Du 27 au 28 octobre courants, Brazzaville, la capitale de la République du Congo servira de cadre aux travaux du Comité Inter-États (CIE) de l’Union économique de l’Afrique centrale (UEAC). selon l’architecture protocolaire, ces assises servent d’étape fondamentale, en prélude à la 44ème Session ordinaire du Conseil des ministres de l’UEAC, prévue le 31 octobre 2025.
La cérémonie d’ouverture de ce Comité inter-États de l’Union économique de l’Afrique centrale, a été présidée par Eric Mbende, président du Comité Inter-État et Directeur général de l’intégration de la République du Congo. Elle a rassemblé les membres du Comité Inter-États, le Vice-président de la Commission de la Commission économique et monétaire de l’Afrique centrale (CEMAC), les Commissaires, ainsi que les premiers responsables des institutions communautaires.
Prenant la parole, le Vice-Président de la Commission de la CEMAC, Charles Assamba Ongodo est revenu sur la projet de budget de l’institution pour l’exercice 2026. Non sans rendre un hommage appuyé aux autorités congolaises, et exprimer sa gratitude au président de la République, Denis Sassou-Nguesso, par ailleurs président en exercice de la Conférence des chefs d’État de la CEMAC pour les facilités accordées.
S’agissant du budget 2026, il oscille entre austérité et l’alerte sur le financement. En effet, l’examen de l’avant-projet de budget de la Communauté pour l’exercice 2026 est l’élément central des travaux du Comité Inter-Etats.
A cet effet, M. Assamba Ongodo a, en effet, ventilé quelques chiffres. Selon lui, « L’avant-projet de budget est équilibré à 85,9 milliards FCFA, soit un montant précis de 85 902 499 189 FCFA », a-t-il déclaré. Avant de préciser « qu’il est en légère hausse de 2,4%, soit 2,67%, par rapport aux prévisions de 2025 ». Ladite hausse, selon lui, est principalement soutenue par les ressources propres de la Communauté et les financements extérieurs, a-t-il précisé.
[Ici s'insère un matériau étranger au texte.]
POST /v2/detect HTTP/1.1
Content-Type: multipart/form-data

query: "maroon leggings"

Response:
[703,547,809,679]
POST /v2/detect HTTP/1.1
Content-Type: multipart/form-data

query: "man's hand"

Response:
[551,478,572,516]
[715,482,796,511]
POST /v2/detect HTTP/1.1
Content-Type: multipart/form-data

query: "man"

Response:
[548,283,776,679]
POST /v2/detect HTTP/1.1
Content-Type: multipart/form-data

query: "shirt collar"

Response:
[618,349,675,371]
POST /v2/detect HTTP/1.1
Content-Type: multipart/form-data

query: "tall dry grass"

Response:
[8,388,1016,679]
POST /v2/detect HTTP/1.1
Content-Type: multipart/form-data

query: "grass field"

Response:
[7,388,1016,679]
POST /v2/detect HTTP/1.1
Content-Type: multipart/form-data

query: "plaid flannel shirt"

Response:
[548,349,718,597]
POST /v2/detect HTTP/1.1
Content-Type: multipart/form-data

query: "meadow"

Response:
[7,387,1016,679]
Dans son mot, le Vice-président de la Commission de la CEMAC a également évoqué la crise financière que traverse la communauté en illustrant la situation par des chiffres éloquents. Ainsi, « Des dotations prévisionnelles de la TCI arrêtées pour le compte de l’exercice 2024 à 54 105 000 000 FCFA, seulement 28 248 724 305 FCFA ont pu être mobilisés, soit 52,21% des prévisions. » s’est-il alarmé.
Rejoignant les préoccupations de la Commission, le président du Comité Inter-État Eric Mbende a interpellé les membres du Comité sur la nécessité d’agir, mettant l’emphase sur le fait que le budget, « repose de plus en plus sur des ressources incertaines et aléatoires ». Et d’ajouter, « Cette situation nous interpelle tous, et nécessite que des mesures vigoureuses et urgentes soient prises par la Commission de la CEMAC pour l’implémentation du nouveau mécanisme de collecte automatique de la TCI et l’apurement des arriérés de TCI dus par les États membres de la CEMAC. ».
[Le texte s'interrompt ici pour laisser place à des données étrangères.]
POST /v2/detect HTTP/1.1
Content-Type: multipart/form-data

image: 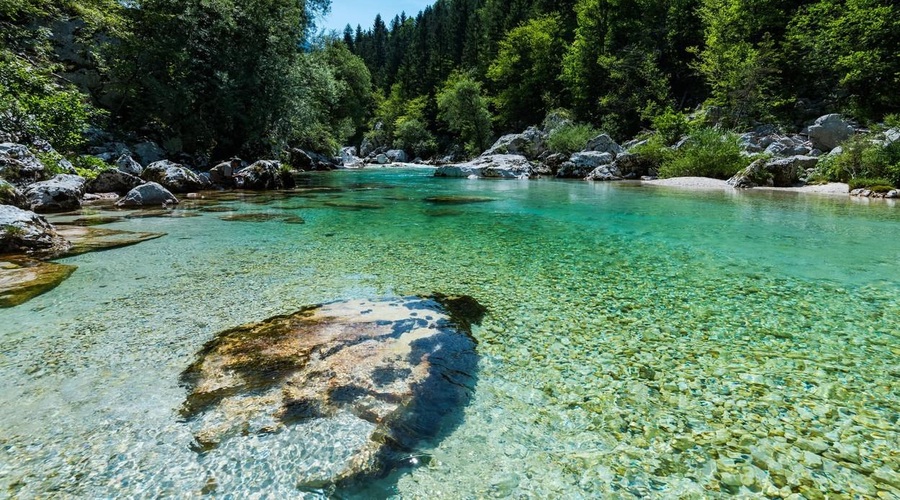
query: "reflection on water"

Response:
[0,169,900,498]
D’autres dossiers tout aussi importants tels que : l’examen des comptes rendus des Conseils d’administration et de Direction des institutions spécialisées et des agences d’exécution, ainsi que le rapport de surveillance multilatérale et les grandes orientations de politique économiques, étaient également prescrits à l’ordre du jour.